Transforming schema-on-read data formats.
Deduplicating and summarizing raw records.
Table read/scans, DML operations, pre-aggregate tables, creation of materialized views and pre-aggregated tables etc.
Standardizing, normalizing/denormalizing and reconciling data.
Data type conversions, string manipulations, date/timestamp standardizations, and conditional functions during data cleaning and transformation.
Aggregate, array, and struct functions are common in data normalization and enrichment.
2. Analytics, Business Intelligence (BI) & Reporting Workloads
BI/Reporting workloads are commonly used in decision support systems. Following are few examples of use cases and typical operations used in such workloads:
Generating daily/weekly sales and operations reports.
User behavior and segmentation analysis.
Dashboard pre-aggregation pipelines.
Frequent use of filtering, aggregations, window functions, JOINs, sorting, slicing and dicing.
Conditional, statistical and math functions are used for processing KPI and metrics, etc.
String manipulations for formatting and categorization.

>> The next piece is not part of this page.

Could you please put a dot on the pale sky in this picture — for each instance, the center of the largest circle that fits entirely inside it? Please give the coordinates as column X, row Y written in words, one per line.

3. Data Science & Feature Engineering
Data science use cases are focused on extracting knowledge from typically large data sets using various data analysis techniques.
Feature Engineering is a crucial preprocessing step in Machine Learning pipelines that involves making data more suitable for a model, often by extracting, creating, and encoding relevant information from the raw data.
Following are a few examples of use cases and typical operations used in such workloads:
Time series preparation. (e.g., rolling averages)
Sessionization and clickstream analysis.
Building ML-ready feature tables.
Ad-hoc and exploratory queries, heavy on table scans and JOINs.
Lambda, map, array, and struct functions are core to feature engineering and data reshaping.
Math and conditional functions are used for feature scaling, binning, and encoding.
Window functions for time-based or customer-based behavior metrics.
4. GenAI Data Preparation
Data preparation for generative AI involves collecting, cleaning, and transforming data to ensure high quality, relevance, and ethical standards before model training. Following lists examples of few use cases and typical operations used in such workloads:
Curating instruction-tuning datasets. This may use String, JSON, and data type conversion functions in the SQL queries.
Document processing for RAG pipelines
Tokenization and text processing
Transforming data into a suitable format for model consumption
Fix inaccuracies and remove bias.
Extract knowledge and metadata from documents, CSV, and text files.
Group and contextually align training samples using SQL operations such as aggregations and Window functions.